I glance between them, feeling returning to my fingertips and toes. “Do you do this to every person who comes into town intending to stay long?”
Soleil looks embarrassed, and Haven answers for the both of them. “Of course we do. Show of good faith to the right people, of course. I’ve never been wrong yet.”
Soleil nods uncomfortably.
“Right, well.” I stand and dust myself off. “It was really nice to meet you, Soleil,” I say genuinely. “I apologize for my current and… future skittishness. I mean no offense.”
He smiles, and it reaches his eyes again in a beautiful display, like light glittering on obsidian jewels in white alabaster. “None taken, I look forward to chatting in the future.”
I look at Haven, “Now, if neither of you minds, I’d like to run screaming from this room.”
“Maybe a little less screaming?” Soleil suggests with a playful grin.
“She’s already so much nicer than Greg,” Haven chuckles over my shoulder as she turns me back toward the doorway and I swear I hear Soleil chuckling behind us.

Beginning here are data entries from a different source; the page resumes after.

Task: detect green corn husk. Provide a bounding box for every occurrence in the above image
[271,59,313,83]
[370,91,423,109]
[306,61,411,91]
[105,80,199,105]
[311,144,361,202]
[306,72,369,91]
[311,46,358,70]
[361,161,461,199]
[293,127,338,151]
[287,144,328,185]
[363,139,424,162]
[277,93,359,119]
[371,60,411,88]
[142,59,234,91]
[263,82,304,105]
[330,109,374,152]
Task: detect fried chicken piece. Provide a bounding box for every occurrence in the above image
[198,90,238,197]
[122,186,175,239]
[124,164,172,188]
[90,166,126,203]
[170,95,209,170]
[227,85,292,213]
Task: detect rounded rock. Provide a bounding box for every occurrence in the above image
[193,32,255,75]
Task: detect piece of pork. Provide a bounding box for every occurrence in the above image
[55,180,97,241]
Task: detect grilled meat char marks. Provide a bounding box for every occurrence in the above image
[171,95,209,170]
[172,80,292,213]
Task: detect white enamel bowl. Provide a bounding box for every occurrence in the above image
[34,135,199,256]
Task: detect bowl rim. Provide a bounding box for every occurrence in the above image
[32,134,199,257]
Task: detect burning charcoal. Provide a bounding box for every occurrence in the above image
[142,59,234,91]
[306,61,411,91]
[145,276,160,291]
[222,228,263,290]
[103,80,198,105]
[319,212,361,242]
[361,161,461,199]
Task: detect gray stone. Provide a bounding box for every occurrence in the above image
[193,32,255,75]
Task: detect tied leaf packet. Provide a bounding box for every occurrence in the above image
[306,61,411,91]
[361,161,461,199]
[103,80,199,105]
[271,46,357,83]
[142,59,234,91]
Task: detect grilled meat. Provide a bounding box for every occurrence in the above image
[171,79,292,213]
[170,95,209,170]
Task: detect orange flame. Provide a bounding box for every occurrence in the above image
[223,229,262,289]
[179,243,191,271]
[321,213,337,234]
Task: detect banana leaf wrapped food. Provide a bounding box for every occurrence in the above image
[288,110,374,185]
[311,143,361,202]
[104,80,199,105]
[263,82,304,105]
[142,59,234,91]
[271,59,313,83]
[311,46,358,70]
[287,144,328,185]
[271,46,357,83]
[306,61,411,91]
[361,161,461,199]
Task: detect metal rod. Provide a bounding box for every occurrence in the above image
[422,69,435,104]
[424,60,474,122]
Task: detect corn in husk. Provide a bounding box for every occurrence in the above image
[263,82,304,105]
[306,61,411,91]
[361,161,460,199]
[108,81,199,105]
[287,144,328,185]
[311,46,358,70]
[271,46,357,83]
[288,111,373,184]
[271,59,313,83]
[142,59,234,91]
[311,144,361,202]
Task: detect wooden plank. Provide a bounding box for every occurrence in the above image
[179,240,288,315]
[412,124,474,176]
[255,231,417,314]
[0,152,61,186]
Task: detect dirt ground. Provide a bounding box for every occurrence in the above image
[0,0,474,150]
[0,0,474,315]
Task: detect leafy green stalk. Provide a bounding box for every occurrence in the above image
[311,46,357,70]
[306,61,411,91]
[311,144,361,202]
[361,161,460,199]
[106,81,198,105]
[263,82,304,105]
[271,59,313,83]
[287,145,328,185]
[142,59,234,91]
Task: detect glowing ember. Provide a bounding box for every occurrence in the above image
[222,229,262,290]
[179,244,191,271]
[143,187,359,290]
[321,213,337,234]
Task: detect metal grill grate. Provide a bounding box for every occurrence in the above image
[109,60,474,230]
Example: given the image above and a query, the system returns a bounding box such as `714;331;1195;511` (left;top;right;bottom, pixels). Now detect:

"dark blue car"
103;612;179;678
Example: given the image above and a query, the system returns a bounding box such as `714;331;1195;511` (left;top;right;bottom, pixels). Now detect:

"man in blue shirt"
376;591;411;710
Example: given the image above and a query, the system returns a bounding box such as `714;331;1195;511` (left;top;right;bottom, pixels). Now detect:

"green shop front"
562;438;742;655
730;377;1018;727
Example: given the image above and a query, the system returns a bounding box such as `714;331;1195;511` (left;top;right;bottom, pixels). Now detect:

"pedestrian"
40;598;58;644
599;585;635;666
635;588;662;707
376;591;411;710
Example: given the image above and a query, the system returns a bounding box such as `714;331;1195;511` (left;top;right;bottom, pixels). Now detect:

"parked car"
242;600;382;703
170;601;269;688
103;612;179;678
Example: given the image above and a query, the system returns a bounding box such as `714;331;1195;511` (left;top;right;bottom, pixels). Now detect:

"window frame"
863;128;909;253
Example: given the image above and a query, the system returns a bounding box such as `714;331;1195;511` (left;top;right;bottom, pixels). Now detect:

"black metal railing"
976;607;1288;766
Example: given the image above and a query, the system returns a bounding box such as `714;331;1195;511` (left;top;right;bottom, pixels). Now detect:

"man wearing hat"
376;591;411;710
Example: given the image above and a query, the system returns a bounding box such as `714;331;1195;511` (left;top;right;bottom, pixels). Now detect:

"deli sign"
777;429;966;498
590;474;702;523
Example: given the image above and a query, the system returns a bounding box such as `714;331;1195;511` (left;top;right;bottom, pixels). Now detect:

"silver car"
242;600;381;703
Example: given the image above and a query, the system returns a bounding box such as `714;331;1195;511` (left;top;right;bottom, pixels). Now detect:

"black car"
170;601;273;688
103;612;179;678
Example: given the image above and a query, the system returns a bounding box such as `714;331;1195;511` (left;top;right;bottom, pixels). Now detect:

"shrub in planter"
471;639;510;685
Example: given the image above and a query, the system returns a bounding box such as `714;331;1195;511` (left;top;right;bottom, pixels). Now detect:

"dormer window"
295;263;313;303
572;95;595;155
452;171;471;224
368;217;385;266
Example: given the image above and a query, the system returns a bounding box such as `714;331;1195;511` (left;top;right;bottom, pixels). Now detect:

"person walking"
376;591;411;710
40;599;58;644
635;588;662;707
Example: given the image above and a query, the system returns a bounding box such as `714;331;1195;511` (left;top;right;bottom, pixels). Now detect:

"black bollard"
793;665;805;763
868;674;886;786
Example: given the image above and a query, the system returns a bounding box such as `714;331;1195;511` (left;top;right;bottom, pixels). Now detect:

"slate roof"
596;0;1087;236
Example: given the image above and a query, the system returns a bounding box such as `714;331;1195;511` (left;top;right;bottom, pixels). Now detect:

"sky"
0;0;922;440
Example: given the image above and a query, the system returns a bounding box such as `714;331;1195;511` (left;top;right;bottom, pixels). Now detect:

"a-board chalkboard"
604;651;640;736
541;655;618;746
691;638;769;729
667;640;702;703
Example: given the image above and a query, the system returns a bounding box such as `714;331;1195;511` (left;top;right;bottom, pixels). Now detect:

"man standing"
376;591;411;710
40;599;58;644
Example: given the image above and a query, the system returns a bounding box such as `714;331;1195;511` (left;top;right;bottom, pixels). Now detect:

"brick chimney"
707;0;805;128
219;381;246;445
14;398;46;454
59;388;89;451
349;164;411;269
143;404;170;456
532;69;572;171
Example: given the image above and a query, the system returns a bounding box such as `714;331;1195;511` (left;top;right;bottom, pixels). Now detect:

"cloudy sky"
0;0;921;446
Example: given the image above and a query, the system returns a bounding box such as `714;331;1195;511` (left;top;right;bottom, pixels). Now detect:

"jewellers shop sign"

Via and I start on the long journey home, arms laden with supplies and the deed that Maggie hastily tucked into my pocket when my hands were filled. With Via’s sudden appearance and my secret out, it’s as though every one of the townspeople came out of the woodwork: each one bearing gifts and friendly greetings. Each authentically kind and welcoming. Many that weren’t quite human, but were far more passable as mortal men than Soleil. A haven for misfits, it seemed. Like me.
“Did you know about all the people in town?” I ask Via as we climb the hill back home.
Her lips tighten. “Why, should I have?” she asks, offended.
So no, then. “I mean, they live on your land.”
“Everyone lives on my land, Sybil.” She reminds me.
“Well, sure, but…” my voice drifts off, and I realize I don’t really know what else to say. “You don’t… live in the area?” I ask.
The small goddess sighs. “Don’t let the physical embodiment fool you, I’m an omnipotent being beyond your mortal comprehension.”
“Did you really raise a zombie girl?”
She stares ahead, and I feel the annoyance that I didn’t address her statement roll off of her shoulders. “Do you really want to know that?” She bites back.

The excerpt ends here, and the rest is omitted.